The virus made that impossible so Anna Burness, who runs the Project, decided to maintain a virtual connection. Each week she makes contact with the children and their parents on-line, children’s songs are sung, and I, as a volunteer at BRR, read a different story each time. These stories have no direct connection to the experience of the children or their parents but sometimes they will have resonances for refugees – in The Selfish Giant the children are driven out of the garden in which they were playing happily, in The Ugly Duckling he is told to “quack, quack, get out of town” and in The Three Billy Goats the goats have to make a hazardous journey before they can reach the green green meadow on the other side of the rickety rackety bridge.

Every Christmas BRR, with the generous help of Parkway Church, has given presents to each of the children at the Early Years Project, carried into the Welcome Centre by Santa in his sack.

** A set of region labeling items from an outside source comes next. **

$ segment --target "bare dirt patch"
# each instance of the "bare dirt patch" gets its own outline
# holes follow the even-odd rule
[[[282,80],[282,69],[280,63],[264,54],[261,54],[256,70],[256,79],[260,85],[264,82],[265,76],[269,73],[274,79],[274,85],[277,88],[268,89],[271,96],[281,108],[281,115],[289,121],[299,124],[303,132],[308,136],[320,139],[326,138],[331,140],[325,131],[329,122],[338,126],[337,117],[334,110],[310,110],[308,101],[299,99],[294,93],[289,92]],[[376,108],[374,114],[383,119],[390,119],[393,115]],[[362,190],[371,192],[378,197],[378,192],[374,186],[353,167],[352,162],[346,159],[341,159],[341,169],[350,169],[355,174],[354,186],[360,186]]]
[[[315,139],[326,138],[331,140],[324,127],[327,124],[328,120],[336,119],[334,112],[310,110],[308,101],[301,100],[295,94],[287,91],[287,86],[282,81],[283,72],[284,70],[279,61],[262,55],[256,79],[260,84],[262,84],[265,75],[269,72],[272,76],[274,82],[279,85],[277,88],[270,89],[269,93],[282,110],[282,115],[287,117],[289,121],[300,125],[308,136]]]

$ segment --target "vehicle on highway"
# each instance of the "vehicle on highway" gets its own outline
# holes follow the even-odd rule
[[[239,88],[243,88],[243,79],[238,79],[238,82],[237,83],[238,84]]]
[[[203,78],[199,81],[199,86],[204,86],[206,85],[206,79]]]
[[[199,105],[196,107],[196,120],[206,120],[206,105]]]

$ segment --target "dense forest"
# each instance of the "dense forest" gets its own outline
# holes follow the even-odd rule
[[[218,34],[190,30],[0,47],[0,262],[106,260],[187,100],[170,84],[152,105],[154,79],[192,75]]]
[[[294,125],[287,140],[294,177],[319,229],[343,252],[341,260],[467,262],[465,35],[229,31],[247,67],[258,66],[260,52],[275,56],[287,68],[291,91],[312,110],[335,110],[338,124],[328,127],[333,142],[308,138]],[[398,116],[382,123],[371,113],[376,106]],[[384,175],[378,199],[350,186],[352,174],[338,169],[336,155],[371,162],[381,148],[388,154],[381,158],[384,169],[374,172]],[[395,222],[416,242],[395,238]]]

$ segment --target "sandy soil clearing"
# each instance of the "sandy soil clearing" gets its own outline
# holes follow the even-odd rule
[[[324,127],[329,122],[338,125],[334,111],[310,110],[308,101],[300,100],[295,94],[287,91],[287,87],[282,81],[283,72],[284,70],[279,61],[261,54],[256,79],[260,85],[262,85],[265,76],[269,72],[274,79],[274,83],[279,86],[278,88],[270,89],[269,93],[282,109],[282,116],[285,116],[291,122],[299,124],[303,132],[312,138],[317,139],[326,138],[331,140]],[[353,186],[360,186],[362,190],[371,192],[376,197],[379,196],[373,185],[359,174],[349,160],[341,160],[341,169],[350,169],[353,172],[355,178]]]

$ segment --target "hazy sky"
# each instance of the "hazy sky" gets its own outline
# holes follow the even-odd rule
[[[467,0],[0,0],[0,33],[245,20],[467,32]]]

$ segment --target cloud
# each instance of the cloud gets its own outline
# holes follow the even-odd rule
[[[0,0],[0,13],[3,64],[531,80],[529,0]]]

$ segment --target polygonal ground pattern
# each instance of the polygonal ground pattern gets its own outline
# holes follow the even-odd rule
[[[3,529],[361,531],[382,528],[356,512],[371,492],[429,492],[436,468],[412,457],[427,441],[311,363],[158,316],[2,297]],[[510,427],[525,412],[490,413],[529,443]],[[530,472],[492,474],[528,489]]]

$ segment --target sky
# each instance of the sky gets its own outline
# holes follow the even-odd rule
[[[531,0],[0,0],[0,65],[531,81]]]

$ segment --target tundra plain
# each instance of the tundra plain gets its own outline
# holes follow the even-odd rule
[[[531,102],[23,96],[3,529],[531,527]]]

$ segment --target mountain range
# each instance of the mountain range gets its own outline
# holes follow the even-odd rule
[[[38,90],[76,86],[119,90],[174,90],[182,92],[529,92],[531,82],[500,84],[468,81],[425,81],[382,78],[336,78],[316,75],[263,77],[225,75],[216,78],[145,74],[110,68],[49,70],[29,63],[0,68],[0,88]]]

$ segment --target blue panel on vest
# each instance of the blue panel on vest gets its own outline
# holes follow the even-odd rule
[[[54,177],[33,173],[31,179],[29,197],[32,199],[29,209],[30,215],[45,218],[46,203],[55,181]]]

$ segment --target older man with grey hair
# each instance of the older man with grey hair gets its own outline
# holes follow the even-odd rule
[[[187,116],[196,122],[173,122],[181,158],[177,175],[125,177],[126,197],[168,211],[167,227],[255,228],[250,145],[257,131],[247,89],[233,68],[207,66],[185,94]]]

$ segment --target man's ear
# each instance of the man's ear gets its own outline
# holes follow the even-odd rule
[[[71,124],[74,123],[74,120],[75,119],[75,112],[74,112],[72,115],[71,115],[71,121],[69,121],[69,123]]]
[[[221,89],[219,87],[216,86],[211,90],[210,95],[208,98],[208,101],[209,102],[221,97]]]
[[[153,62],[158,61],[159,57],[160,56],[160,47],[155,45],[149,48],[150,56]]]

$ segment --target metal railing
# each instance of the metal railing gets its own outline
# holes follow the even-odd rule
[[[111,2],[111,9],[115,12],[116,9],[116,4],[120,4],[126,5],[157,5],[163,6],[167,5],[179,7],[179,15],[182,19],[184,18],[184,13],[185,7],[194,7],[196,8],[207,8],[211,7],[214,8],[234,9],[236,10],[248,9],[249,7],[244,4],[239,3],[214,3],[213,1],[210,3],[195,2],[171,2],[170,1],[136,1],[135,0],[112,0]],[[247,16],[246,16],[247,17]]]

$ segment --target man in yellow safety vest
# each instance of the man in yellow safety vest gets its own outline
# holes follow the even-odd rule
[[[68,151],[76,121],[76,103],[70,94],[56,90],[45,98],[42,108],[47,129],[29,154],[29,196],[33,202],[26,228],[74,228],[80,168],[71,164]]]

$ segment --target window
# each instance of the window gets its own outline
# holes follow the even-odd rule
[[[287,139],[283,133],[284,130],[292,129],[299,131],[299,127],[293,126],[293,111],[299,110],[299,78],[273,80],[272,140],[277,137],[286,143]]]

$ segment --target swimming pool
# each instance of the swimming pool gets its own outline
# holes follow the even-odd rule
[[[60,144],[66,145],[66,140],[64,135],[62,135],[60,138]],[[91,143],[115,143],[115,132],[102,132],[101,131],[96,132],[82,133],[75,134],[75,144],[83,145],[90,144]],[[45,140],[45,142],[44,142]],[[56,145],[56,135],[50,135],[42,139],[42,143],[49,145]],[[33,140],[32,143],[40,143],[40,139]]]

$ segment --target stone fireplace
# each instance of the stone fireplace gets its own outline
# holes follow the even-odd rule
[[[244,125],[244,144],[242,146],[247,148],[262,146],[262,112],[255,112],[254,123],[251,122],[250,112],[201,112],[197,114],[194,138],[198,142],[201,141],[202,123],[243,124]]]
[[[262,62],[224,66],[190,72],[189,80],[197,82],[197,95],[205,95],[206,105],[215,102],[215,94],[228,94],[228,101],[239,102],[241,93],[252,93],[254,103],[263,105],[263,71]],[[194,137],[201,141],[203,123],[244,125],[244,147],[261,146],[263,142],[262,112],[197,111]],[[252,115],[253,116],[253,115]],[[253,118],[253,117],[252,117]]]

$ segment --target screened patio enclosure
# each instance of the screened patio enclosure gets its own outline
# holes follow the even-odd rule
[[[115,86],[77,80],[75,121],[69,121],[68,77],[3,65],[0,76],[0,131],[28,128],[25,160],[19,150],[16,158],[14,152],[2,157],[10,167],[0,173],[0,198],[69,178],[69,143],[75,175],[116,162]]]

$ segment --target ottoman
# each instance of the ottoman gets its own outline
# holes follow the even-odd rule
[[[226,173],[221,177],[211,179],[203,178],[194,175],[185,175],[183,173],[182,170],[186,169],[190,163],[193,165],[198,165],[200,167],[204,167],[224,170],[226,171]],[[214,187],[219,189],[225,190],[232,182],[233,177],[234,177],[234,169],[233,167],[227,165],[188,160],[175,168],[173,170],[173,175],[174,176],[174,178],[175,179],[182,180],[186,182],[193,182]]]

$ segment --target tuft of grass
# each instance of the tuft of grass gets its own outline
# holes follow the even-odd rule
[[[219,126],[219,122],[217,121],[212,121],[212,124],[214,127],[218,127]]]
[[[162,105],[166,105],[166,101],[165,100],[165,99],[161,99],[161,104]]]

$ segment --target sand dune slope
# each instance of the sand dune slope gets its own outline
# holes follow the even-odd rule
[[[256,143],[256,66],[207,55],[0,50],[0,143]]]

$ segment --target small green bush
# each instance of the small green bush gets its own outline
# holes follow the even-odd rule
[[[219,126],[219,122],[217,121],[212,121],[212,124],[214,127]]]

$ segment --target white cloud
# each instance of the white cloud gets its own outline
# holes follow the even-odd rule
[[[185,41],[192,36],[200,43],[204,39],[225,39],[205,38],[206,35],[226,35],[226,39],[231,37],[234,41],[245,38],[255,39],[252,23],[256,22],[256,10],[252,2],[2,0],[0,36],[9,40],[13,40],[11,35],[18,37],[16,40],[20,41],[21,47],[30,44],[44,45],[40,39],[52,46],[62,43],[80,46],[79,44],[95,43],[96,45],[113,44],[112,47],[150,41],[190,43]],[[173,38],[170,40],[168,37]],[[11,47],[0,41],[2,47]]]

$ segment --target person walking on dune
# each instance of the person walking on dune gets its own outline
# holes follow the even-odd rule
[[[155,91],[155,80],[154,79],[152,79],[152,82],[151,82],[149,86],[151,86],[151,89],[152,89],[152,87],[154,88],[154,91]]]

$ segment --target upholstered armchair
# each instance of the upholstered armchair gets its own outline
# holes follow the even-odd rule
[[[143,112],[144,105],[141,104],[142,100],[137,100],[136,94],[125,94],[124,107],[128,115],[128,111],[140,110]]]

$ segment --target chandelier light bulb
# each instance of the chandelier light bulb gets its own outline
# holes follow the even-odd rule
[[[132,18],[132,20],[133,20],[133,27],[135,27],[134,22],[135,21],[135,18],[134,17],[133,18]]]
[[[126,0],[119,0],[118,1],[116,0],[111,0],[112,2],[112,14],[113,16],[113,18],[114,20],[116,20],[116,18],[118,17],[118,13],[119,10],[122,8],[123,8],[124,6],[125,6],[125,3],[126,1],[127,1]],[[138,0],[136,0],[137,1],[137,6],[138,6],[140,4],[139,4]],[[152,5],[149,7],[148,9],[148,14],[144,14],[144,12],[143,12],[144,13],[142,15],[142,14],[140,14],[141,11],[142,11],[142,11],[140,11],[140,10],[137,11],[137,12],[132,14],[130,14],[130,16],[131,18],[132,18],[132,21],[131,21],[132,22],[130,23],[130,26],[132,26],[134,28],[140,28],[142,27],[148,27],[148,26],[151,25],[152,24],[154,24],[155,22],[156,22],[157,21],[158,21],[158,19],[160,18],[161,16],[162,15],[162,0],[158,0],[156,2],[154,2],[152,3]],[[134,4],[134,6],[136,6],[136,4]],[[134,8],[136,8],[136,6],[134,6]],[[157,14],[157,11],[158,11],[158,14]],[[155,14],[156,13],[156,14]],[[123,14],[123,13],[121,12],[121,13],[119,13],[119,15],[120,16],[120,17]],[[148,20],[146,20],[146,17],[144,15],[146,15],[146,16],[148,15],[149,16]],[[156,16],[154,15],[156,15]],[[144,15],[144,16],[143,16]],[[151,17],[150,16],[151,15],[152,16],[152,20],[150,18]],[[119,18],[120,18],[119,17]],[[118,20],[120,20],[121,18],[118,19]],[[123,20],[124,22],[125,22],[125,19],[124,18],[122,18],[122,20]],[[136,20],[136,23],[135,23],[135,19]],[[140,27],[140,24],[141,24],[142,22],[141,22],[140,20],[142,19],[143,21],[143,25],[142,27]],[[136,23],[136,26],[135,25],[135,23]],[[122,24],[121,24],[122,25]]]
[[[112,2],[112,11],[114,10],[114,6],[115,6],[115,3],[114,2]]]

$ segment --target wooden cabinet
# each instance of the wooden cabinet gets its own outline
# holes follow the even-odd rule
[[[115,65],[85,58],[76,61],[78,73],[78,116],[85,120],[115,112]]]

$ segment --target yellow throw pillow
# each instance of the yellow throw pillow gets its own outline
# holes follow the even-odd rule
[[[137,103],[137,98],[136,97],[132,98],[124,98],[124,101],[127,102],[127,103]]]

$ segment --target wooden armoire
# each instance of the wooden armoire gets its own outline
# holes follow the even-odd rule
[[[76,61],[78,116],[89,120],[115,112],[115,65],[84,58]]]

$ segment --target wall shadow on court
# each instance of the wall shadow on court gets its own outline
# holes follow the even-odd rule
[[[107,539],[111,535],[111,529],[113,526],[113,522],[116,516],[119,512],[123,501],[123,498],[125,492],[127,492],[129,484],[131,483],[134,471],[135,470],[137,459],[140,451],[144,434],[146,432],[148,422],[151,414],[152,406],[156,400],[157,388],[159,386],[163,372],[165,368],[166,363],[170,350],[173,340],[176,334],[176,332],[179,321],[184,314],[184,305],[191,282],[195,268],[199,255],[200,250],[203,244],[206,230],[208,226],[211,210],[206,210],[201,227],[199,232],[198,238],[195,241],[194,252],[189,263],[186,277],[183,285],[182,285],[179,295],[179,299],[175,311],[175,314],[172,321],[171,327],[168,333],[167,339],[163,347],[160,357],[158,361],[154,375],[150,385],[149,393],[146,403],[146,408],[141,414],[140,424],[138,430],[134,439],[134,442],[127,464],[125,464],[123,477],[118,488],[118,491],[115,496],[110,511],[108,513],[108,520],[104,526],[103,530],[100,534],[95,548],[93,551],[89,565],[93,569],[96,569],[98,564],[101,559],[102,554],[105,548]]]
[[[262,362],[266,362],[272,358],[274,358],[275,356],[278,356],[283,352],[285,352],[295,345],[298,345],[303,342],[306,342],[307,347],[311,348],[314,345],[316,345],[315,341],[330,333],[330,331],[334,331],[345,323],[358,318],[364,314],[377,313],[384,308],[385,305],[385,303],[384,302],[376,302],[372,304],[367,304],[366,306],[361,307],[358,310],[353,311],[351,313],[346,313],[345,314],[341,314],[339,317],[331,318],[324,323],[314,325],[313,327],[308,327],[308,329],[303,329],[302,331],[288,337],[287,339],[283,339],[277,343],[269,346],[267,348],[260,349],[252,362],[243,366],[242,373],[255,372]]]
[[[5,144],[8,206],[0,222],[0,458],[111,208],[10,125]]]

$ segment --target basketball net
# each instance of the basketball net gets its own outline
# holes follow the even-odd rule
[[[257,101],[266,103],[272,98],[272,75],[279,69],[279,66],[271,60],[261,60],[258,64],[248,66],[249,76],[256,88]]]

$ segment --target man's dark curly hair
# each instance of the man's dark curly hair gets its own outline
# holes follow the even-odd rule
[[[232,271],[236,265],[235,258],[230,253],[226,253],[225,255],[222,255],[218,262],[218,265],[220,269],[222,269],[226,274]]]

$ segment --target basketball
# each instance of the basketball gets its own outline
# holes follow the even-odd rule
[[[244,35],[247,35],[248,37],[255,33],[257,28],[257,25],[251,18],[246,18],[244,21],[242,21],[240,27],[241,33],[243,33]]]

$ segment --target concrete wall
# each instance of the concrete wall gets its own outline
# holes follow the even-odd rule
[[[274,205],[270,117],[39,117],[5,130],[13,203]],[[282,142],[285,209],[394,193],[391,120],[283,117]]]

This year a number of BRR volunteers, organised by Kathy Janes, took the presents to the younger children’s homes. I was one of them, dressed as Santa with a face mask underneath my cotton-wool beard.

It was a moving experience. The presents were going to find a home in some of Bristol’s most basic accommodation – a converted garage, the top flat of a high-rise block – but everywhere I was greeted with overwhelming delight by parents and children alike. Santa’s journey became a way of saying that at least some in Bristol want nothing to do with the ‘hostile environment’ policy. Few refugees in Bristol have yet found the green green grass but at least some have crossed the rickety rackety bridge.